Behind The Scenes: A First Glimpse At ASR Statistics From 2.5 Million Hours Of Global TV News Spanning 50 Countries & A Quarter Century

Last year we announced the successful completion of Large Speech Model (LSM)-powered ASR over the totality of the uncaptioned Television News Archive, applying GCP's state of the art Chirp speech to text technology to more than 2.5 million hours of television news from 50 countries spanning portions of the past quarter-century. Today we are excited to report the first statistics from that immense initiative. In all, we ASR'd 8.8 billion seconds (146.9M minutes / 2.45M hours) of airtime, of which 6.856 billion seconds (77.8%) contained at least one recognizable word, with the rest of the airtime consists of silence, music, sound effects, noises, ambient field sound and unintelligible or unrecognized human speech.

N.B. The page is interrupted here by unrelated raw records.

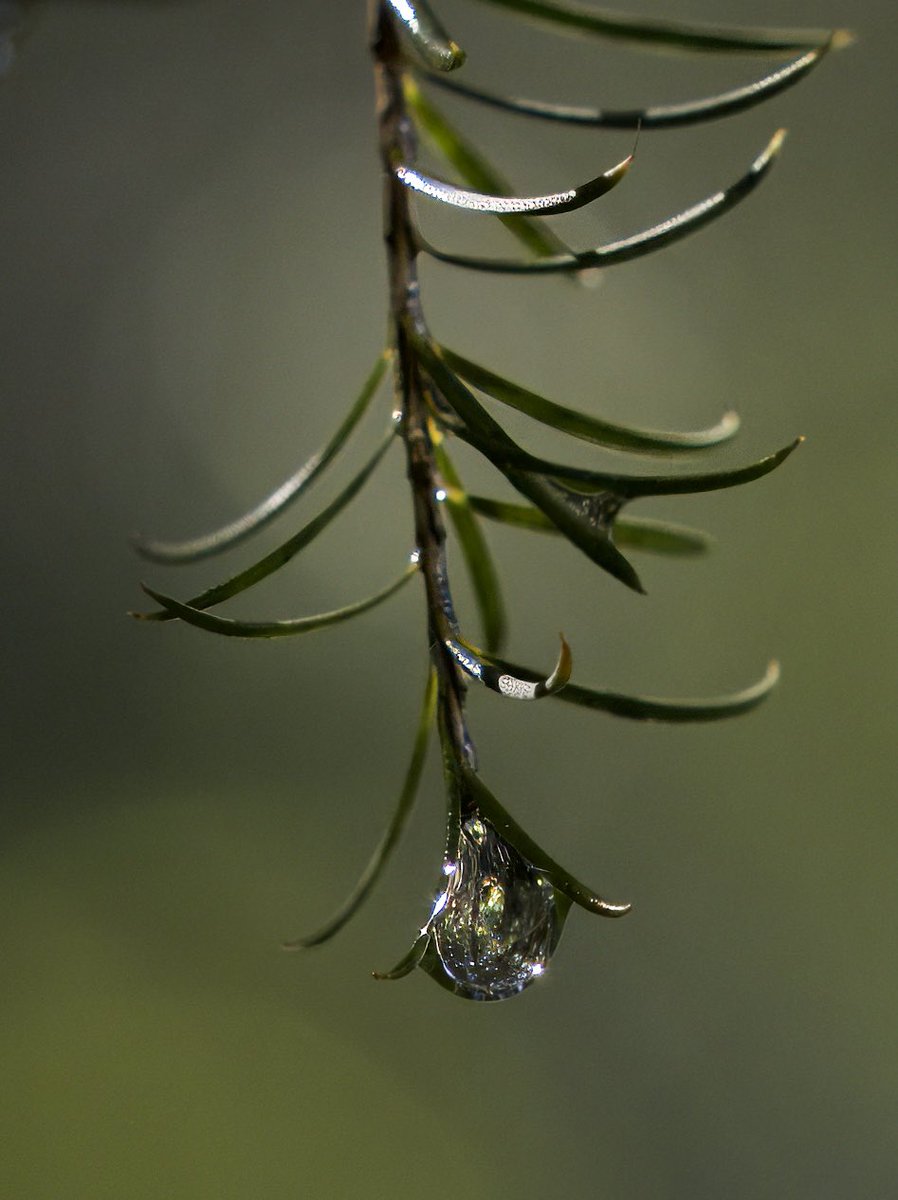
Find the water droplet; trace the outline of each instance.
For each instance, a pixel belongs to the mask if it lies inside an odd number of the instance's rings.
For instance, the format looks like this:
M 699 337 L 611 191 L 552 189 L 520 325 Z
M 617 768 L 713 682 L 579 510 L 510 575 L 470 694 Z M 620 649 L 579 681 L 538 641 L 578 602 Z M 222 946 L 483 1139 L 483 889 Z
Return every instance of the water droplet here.
M 421 962 L 466 1000 L 505 1000 L 549 965 L 561 936 L 555 888 L 480 817 L 466 821 L 433 905 Z

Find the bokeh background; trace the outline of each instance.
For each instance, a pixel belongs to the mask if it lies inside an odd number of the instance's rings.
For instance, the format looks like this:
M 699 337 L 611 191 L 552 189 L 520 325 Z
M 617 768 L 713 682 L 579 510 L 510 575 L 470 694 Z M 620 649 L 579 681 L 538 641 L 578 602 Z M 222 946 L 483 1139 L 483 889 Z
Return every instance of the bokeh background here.
M 471 78 L 546 98 L 672 101 L 765 70 L 441 11 Z M 472 692 L 491 786 L 634 902 L 619 923 L 575 912 L 544 982 L 474 1006 L 420 973 L 370 978 L 432 895 L 433 764 L 358 919 L 316 953 L 279 949 L 342 898 L 396 794 L 425 670 L 415 588 L 289 643 L 125 617 L 142 576 L 187 595 L 252 556 L 179 574 L 138 563 L 128 534 L 198 533 L 255 503 L 329 436 L 379 348 L 364 5 L 34 7 L 0 86 L 4 1196 L 894 1195 L 894 5 L 689 14 L 860 40 L 760 109 L 645 133 L 627 182 L 563 232 L 585 246 L 652 223 L 788 125 L 761 191 L 593 290 L 425 265 L 425 298 L 448 344 L 567 403 L 686 428 L 737 408 L 717 462 L 808 436 L 750 487 L 636 506 L 718 538 L 702 560 L 640 559 L 647 598 L 563 544 L 489 530 L 513 658 L 550 662 L 563 629 L 585 683 L 702 695 L 773 654 L 783 683 L 704 728 Z M 629 149 L 444 107 L 523 191 Z M 510 248 L 486 221 L 424 220 L 435 240 Z M 335 493 L 389 404 L 259 550 Z M 348 602 L 409 536 L 396 449 L 229 611 Z

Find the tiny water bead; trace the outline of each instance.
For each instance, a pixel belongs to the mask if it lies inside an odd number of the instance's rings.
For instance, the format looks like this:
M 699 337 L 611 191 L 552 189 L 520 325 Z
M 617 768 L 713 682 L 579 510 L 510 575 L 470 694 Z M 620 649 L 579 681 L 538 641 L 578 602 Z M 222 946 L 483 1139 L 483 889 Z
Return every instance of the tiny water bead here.
M 545 971 L 562 920 L 555 888 L 479 816 L 461 826 L 421 967 L 466 1000 L 507 1000 Z

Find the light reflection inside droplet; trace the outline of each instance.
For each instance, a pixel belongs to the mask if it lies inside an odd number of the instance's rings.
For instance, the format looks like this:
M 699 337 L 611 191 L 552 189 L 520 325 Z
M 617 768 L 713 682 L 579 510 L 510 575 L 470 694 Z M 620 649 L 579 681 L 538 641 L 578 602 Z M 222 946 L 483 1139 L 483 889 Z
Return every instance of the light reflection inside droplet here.
M 479 816 L 443 864 L 425 968 L 468 1000 L 504 1000 L 538 979 L 561 936 L 555 888 Z

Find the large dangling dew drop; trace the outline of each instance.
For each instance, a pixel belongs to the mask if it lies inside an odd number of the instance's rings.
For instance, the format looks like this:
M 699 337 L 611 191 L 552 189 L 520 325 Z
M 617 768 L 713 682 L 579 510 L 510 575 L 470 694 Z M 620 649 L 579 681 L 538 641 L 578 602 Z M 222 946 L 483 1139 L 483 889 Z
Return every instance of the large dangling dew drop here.
M 549 878 L 479 816 L 443 874 L 421 967 L 467 1000 L 505 1000 L 539 978 L 562 930 Z

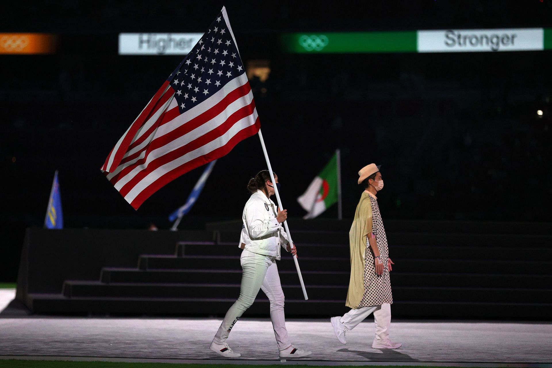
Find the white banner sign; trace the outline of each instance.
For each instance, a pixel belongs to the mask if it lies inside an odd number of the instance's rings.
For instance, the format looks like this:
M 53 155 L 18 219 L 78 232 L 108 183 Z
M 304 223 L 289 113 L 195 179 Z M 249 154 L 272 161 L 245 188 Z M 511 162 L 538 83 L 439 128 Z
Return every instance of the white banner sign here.
M 418 31 L 418 52 L 542 50 L 542 28 Z
M 202 33 L 120 33 L 120 55 L 185 55 Z

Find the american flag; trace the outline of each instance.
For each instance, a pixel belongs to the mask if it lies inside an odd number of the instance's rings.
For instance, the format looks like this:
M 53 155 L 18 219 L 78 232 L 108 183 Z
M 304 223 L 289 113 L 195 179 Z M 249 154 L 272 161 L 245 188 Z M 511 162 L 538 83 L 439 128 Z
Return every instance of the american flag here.
M 134 209 L 260 128 L 226 9 L 121 137 L 100 169 Z

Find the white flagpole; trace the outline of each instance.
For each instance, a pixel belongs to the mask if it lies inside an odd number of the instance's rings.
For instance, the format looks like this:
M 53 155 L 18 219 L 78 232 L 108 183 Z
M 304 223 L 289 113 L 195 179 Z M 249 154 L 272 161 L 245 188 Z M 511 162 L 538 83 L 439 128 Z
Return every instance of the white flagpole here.
M 341 207 L 341 151 L 336 150 L 337 156 L 337 220 L 343 218 Z
M 178 216 L 178 218 L 174 221 L 174 223 L 173 224 L 172 227 L 171 227 L 171 231 L 176 231 L 178 230 L 178 225 L 180 224 L 180 222 L 182 220 L 182 217 L 183 217 L 183 216 Z
M 272 167 L 270 166 L 270 161 L 268 159 L 268 153 L 267 152 L 267 147 L 264 145 L 264 140 L 263 139 L 263 134 L 261 132 L 261 129 L 259 129 L 259 138 L 261 140 L 261 145 L 263 147 L 263 152 L 264 153 L 264 158 L 267 160 L 267 165 L 268 166 L 268 173 L 270 175 L 270 180 L 272 183 L 275 183 L 276 180 L 274 179 L 274 173 L 272 172 Z M 284 206 L 282 205 L 282 201 L 280 200 L 280 194 L 278 191 L 277 185 L 274 185 L 274 192 L 276 194 L 278 205 L 280 207 L 280 210 L 283 210 Z M 289 233 L 289 228 L 288 227 L 287 221 L 284 221 L 284 227 L 285 228 L 285 232 L 288 234 L 288 240 L 289 241 L 289 244 L 293 249 L 294 248 L 293 241 L 291 240 L 291 235 Z M 307 296 L 307 291 L 305 289 L 305 283 L 303 282 L 303 276 L 301 274 L 301 269 L 299 268 L 299 263 L 297 262 L 296 256 L 294 256 L 293 260 L 295 262 L 295 268 L 297 269 L 297 273 L 299 275 L 299 282 L 301 283 L 301 288 L 303 290 L 303 296 L 305 297 L 305 300 L 308 300 L 309 297 Z

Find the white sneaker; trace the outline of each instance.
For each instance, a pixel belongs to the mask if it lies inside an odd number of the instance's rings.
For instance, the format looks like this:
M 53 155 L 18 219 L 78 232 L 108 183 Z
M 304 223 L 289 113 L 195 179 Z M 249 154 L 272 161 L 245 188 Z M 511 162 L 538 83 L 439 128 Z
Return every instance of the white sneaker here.
M 332 317 L 330 321 L 332 322 L 332 326 L 333 327 L 333 332 L 336 333 L 336 337 L 339 340 L 339 342 L 345 345 L 347 340 L 345 339 L 345 332 L 349 330 L 345 327 L 345 325 L 339 321 L 341 317 Z
M 280 351 L 280 358 L 300 358 L 310 355 L 311 354 L 312 351 L 304 350 L 292 345 L 289 348 Z
M 238 356 L 241 356 L 241 354 L 239 353 L 234 353 L 232 351 L 230 347 L 228 346 L 228 344 L 226 343 L 222 345 L 220 345 L 213 342 L 211 343 L 211 346 L 209 348 L 215 353 L 218 353 L 222 356 L 226 358 L 238 358 Z
M 402 346 L 400 343 L 394 343 L 391 340 L 374 340 L 372 348 L 374 349 L 398 349 Z

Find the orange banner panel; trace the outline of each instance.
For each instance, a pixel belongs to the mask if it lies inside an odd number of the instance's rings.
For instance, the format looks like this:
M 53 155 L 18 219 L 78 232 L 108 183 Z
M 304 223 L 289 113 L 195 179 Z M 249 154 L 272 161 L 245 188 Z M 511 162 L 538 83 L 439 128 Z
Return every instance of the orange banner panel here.
M 52 54 L 57 38 L 44 33 L 0 33 L 0 54 Z

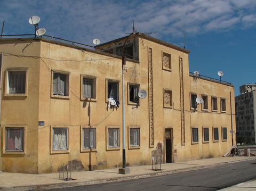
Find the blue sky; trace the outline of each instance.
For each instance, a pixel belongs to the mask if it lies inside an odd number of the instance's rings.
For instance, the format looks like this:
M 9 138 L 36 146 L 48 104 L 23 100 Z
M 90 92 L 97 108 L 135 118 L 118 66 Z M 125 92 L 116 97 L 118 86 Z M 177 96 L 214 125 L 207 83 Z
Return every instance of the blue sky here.
M 33 34 L 31 16 L 41 18 L 46 35 L 93 45 L 139 32 L 183 47 L 189 70 L 239 86 L 256 82 L 255 0 L 0 0 L 4 35 Z

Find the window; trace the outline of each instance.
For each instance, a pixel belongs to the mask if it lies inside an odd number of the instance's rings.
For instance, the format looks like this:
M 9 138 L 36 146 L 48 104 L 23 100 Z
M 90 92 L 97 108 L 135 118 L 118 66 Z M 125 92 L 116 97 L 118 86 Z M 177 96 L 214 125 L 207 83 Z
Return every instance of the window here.
M 7 68 L 6 72 L 5 95 L 27 95 L 27 68 Z
M 163 69 L 171 71 L 171 54 L 162 52 Z
M 226 99 L 221 98 L 221 111 L 226 112 Z
M 26 154 L 26 132 L 24 125 L 5 125 L 3 127 L 3 154 Z
M 83 128 L 83 149 L 95 148 L 96 129 Z
M 192 128 L 192 143 L 198 142 L 198 128 Z
M 140 89 L 140 86 L 138 84 L 132 84 L 128 82 L 129 89 L 129 99 L 130 104 L 131 103 L 139 103 L 139 98 L 138 93 Z
M 196 109 L 197 108 L 197 104 L 196 104 L 196 94 L 191 94 L 191 109 Z
M 172 91 L 164 88 L 163 94 L 164 107 L 172 107 Z
M 108 148 L 119 148 L 119 128 L 107 128 L 107 145 Z
M 67 150 L 68 128 L 52 128 L 52 150 Z
M 5 151 L 24 151 L 24 128 L 5 128 Z
M 222 141 L 227 140 L 227 128 L 222 127 Z
M 218 110 L 217 98 L 212 97 L 212 109 L 217 111 Z
M 118 81 L 106 80 L 107 84 L 107 101 L 109 98 L 119 100 L 119 82 Z
M 69 73 L 52 71 L 52 97 L 69 98 Z
M 81 98 L 82 100 L 96 101 L 96 77 L 81 75 Z
M 208 96 L 206 95 L 202 95 L 203 103 L 202 103 L 202 108 L 203 110 L 208 110 Z
M 203 128 L 203 133 L 204 137 L 204 143 L 209 142 L 209 128 L 207 127 Z
M 218 142 L 219 140 L 219 128 L 218 127 L 213 127 L 213 142 Z
M 130 146 L 140 146 L 140 128 L 130 128 Z

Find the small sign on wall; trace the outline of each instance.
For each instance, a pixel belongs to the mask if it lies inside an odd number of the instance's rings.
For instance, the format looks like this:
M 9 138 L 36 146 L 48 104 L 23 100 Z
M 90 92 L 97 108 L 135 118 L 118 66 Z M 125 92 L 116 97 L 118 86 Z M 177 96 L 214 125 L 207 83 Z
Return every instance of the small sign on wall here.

Of the recognized speech, the resulting transcripts contain 111.3GB of text consisting of 78.1 billion characters representing 14.18 billion words (Chirp segments scriptio continua languages into discrete "words" so this wordcount correctly represents languages like Chinese).

The timeline below shows the total seconds of uncaptioned airtime per year across the TV News Archive, showing an initial burst in 2001 with the 9/11 Archive, then no uncaptioned collection until 2007, ramping up to a peak in 2012, declining through 2021, then ramping back up. The year 2024 is incomplete at this time as we work to catch up processing of the last three months of the year.

With the launch of the new TV Explorer we will be incorporating this enormous ASR archive to make the complete TV News Archive fulltext searchable for the first time since its inception nearly a quarter-century ago!